O crime de estupro, em comparativo com tentativas de
estupro, feminicídio e tentativa de feminicídio, é o que mais faz vítimas
mulheres em todo o Pará. Os dados, enviados pela Secretaria de Estado da
Segurança Pública e da Defesa Social (Segup), consideram pessoas do sexo
feminino de grupos vulneráveis (menores de idade, idosos, pessoas com
deficiência) e não-vulneráveis e apontam para uma lamentável estatística: em
média, uma mulher é estuprada a cada três horas no Estado.

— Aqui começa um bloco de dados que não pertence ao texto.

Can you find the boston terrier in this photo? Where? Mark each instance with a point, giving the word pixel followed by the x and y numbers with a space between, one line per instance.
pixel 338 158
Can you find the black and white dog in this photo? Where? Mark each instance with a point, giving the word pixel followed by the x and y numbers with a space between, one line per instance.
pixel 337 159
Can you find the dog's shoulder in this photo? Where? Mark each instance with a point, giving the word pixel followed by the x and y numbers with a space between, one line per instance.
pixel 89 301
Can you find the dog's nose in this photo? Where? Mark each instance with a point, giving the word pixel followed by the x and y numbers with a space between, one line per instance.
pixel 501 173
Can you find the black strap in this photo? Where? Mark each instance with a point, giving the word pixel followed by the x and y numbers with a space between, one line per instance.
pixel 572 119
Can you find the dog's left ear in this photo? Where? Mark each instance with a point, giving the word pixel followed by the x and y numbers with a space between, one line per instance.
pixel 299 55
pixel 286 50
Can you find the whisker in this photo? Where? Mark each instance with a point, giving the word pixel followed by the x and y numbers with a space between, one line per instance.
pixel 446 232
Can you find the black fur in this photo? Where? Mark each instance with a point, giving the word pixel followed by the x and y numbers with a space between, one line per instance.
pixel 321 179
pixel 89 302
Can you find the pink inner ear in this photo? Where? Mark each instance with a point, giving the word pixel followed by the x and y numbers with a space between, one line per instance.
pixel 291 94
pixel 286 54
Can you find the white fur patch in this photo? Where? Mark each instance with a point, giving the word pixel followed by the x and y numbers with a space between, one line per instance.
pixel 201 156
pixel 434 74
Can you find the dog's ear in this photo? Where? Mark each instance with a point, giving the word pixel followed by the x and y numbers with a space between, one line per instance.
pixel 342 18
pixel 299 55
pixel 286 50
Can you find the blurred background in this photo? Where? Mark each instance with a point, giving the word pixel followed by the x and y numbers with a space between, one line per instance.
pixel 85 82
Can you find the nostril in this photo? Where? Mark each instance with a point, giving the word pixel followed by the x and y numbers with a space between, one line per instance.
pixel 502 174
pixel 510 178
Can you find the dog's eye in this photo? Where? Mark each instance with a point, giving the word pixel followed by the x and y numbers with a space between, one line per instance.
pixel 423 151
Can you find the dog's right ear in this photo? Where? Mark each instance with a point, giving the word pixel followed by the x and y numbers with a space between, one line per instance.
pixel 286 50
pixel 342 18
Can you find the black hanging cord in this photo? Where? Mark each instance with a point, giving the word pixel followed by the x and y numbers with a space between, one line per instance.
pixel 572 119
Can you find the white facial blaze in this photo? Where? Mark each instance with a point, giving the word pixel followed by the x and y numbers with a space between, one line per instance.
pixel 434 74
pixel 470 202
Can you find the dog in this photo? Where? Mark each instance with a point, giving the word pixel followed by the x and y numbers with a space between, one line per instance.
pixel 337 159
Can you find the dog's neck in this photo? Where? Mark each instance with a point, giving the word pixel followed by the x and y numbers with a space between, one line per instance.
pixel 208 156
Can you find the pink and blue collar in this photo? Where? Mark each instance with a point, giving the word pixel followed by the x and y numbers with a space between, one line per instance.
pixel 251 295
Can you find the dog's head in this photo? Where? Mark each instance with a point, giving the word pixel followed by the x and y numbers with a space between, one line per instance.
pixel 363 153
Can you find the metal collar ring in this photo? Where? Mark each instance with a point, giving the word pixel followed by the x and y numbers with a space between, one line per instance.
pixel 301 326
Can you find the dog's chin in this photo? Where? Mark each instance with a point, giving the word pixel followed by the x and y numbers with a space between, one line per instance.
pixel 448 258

Só em 2017, entre os meses de janeiro e junho, foram 1.516
ocorrências de estupros consumados no Pará. Desse total, 1.061 foram praticados
contra grupos vulneráveis. Em 2018, no mesmo período de tempo, foram 1.653
denúncias (1.223 contra vulneráveis) e, em 2019, 1.447 (1.081 contra
vulneráveis). Se somarmos os números, em 18 meses, 4.616 mulheres foram
estupradas no Pará.
A média é de 256 por mês, oito por dia, uma a cada três
horas.Não há perfil, não há roupa, não há local, não há horário. Todas as
mulheres podem ser vítimas desse crime, que devasta fisicamente,
psicologicamente e socialmente. Na verdade, já são. Só o fato de serem vítimas
em potencial de uma infração tão invasiva, em todos os momentos que saem nas
ruas, já as agride substancialmente - o medo torna-se pior inimigo de pessoas
que, a qualquer momento, podem ser invadidas em em uma viela, no meio de uma
multidão ou no silêncio de um praça. Locais lotados são mais perigosos, há mais
riscos. Lugares vazios também - atraem criminosos, pela ausência de
testemunhas.
Avançamos em debates, mas não avançamos positivamente nos
números: entre os anos de 2017 e 2018, o aumento desse tipo de crime foi de 9%
no Estado. Se considerarmos apenas o primeiro semestre de 2019, persistimos com
a média de um estupro a cada três horas.
COMO EVITAR
O que fazer, então, para evitar casos de estupro? Para a
delegada Adriana Norat, diretora da Delegacia da Mulher (Deam) de Belém, o
caminho é repressão, prevenção e educação."Falando enquanto órgão, a
Polícia Civil é repressiva, mas nós também temos a veia da prevenção, então
trabalhamos na educação, fazendo uma desconstrução da cultura, desconstruindo
esse ideal machista, essa situação patriarcal. É preciso ser feito um trabalho
sério, de políticas públicas, para evitar o estupro" afirma. Questionada
sobre a cultura, a qual ela cita, Norat diz que "algumas situações são
casos patológicos, pessoas com doença psiquiátrica, mas muito são por conta de
uma cultura, que eu prefiro chamar de anti-cultura, ainda vigente em
determinadas regiões, de não ver o estupro como um crime". "Aqui no
Norte, no Pará principalmente, essa mentalidade ainda é propagada em alguns
locais do interior.
Algumas pessoas, famílias inclusive, perpetuam a ideia de
que violentar sexualmente uma pessoa é natural, porque não enxergam isso como
uma violência, como um crime. Elas não alcançam a gravidade do ato praticado.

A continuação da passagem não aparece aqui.